IDK if inertia was the right choice, and I don't really understand the whole UA thing, but if the stars are moving with the earth, how can we set up a camera to track their movements through the sky? How would constellations work, noting that we can't see them all all the time? What happens when they go to they other side of the earth, which I'm assuming means they would go UNDER the UA?
I mean, correct me if I'm wrong, but can SOMEONE explain the UA to me? And don't reference me to a website, I want a person to tell me something.
But try this with a helium filled balloon, okay? get in your car and have it tied to a seat or something, so it's ALMOST hitting the top of the car. Now, go forward. The balloon will stay in a fixed place compared to the car, until the ribbon is taut.

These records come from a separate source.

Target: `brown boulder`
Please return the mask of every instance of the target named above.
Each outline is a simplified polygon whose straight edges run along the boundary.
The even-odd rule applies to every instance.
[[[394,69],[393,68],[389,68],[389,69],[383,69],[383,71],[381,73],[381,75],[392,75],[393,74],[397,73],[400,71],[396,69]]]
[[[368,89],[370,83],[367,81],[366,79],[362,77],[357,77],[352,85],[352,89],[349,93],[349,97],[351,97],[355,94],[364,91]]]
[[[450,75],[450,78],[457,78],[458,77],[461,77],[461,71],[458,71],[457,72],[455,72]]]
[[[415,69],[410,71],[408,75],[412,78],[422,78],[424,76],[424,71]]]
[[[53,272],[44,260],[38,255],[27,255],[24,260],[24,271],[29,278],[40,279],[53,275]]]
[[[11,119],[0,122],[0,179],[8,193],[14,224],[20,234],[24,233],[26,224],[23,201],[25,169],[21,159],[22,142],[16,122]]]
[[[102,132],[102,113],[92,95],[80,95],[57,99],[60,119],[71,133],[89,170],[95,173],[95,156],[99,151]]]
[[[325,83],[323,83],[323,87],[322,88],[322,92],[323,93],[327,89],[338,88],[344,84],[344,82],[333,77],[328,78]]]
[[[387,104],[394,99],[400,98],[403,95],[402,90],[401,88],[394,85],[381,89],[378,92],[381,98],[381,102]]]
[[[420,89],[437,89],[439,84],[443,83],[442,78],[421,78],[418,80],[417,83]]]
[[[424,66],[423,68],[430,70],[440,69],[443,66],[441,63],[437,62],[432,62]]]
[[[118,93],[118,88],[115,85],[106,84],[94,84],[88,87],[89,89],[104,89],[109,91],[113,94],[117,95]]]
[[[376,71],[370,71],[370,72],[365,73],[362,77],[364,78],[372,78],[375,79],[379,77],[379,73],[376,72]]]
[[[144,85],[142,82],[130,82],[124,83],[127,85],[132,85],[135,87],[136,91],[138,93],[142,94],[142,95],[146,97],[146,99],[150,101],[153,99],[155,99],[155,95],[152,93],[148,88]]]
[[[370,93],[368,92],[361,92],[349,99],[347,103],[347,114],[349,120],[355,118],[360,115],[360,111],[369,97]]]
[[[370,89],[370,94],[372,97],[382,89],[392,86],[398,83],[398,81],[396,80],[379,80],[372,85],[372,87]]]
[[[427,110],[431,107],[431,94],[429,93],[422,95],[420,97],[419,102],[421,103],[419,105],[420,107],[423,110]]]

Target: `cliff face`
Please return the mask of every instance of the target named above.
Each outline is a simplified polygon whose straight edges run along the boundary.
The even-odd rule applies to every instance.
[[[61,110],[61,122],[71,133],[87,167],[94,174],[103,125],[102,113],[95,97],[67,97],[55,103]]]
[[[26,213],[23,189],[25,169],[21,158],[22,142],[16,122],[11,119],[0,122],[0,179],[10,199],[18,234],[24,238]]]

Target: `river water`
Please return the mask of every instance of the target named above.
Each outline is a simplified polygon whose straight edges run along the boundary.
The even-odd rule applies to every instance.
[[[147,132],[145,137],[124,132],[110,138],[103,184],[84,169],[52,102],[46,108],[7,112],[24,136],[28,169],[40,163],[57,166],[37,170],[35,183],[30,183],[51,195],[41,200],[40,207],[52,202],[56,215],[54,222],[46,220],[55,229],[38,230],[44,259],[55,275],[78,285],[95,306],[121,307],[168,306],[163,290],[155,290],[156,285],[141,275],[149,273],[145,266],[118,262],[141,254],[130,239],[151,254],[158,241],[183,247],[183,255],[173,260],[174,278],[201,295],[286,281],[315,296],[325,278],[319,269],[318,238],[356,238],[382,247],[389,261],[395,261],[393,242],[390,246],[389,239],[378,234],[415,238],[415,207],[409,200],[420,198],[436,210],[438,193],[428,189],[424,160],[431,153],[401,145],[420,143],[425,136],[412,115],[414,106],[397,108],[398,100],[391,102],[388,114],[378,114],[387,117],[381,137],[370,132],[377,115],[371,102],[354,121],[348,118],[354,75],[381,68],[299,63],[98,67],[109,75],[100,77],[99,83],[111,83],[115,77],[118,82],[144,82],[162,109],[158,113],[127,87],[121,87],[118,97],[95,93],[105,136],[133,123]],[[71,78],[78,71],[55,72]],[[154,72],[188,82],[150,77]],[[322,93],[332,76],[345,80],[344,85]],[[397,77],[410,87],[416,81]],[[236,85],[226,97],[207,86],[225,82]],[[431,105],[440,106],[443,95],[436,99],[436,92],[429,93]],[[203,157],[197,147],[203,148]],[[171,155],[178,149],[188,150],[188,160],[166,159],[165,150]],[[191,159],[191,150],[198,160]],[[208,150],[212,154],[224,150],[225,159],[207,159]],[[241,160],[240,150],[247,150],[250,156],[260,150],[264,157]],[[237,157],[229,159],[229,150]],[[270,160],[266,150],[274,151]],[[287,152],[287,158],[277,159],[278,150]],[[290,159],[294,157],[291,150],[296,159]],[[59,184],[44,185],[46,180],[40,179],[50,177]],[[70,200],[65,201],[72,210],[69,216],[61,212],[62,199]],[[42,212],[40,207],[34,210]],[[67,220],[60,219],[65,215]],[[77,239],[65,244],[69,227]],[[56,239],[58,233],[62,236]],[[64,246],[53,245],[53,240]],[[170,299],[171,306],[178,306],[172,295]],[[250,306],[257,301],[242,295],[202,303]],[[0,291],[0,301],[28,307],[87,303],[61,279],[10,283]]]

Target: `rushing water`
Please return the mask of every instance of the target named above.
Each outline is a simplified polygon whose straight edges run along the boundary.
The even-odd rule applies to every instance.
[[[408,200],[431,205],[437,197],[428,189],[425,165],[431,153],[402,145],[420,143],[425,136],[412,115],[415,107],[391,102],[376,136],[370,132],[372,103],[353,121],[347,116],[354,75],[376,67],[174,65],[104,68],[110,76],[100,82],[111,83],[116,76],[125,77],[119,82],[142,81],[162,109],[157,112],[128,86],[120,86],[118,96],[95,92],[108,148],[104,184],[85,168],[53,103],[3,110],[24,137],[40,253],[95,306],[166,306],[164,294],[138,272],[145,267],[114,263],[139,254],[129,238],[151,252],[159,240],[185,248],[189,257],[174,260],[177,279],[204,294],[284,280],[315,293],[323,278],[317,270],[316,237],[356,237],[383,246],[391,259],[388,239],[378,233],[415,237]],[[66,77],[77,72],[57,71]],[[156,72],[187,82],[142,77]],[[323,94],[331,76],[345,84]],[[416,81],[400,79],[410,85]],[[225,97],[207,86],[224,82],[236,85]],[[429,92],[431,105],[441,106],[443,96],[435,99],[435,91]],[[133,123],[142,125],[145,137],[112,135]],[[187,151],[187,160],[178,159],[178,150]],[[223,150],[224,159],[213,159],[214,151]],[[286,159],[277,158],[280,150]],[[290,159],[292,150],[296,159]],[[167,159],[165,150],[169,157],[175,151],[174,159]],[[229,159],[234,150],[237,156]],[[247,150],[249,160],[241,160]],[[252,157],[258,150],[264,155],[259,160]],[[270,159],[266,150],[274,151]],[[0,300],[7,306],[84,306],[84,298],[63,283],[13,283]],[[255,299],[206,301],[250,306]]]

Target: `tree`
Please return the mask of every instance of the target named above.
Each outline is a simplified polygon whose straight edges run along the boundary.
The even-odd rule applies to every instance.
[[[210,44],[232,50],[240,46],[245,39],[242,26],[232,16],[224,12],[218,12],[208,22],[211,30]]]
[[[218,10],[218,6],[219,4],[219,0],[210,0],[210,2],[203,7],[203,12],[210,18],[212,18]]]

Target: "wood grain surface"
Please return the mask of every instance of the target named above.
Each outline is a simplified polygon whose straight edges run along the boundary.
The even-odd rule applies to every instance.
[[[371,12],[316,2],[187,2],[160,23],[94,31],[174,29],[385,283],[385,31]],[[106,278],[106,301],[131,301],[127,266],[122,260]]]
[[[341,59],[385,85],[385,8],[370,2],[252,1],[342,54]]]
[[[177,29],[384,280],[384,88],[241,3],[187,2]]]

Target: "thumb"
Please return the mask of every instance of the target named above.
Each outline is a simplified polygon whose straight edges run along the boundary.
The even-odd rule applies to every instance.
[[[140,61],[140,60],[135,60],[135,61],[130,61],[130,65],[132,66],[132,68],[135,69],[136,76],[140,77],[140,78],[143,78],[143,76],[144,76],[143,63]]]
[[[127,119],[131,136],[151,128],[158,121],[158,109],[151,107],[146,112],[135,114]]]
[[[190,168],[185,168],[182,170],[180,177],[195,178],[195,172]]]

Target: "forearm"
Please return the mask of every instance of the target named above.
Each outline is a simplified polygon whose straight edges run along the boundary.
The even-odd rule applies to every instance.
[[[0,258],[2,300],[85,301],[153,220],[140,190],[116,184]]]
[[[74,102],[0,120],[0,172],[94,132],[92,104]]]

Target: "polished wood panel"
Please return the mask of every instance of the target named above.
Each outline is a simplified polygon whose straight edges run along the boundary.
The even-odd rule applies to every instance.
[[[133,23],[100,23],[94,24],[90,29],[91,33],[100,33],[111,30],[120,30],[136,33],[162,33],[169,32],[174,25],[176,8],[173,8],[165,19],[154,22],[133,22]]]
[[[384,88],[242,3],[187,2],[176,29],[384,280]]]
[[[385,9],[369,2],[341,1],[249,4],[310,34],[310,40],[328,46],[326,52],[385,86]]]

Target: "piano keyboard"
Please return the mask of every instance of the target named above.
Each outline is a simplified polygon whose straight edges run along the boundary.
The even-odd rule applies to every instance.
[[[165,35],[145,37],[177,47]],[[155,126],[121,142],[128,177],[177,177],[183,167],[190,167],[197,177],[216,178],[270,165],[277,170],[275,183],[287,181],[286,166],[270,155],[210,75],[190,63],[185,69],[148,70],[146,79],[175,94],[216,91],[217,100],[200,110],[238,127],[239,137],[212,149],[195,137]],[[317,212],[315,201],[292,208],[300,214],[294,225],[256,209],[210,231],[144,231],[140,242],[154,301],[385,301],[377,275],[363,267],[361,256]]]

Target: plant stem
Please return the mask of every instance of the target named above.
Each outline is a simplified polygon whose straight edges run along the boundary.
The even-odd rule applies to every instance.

Also, you say that the UA affects everything, not just the earth. So if EVERYTHING is accelerating upwards, what's stopping the atmosphere (atmoplane for FE?) from falling off? Instead of what would happen with downward accelration (air forced to northpole) it'd do the opposite (air forced south, to the edge) and what would stop it? An ice wall only a few hundred miles tall?
I'm not going to get into what sort of device could force EVERYTHING UPWARDS, and instead comment that gravity isn't meant to be magic, and HORIZONTAL gravity between particles has been observed. (Waits to be asked for a link, when it could be googled.) As a second year physics student, you should've seen reports on this.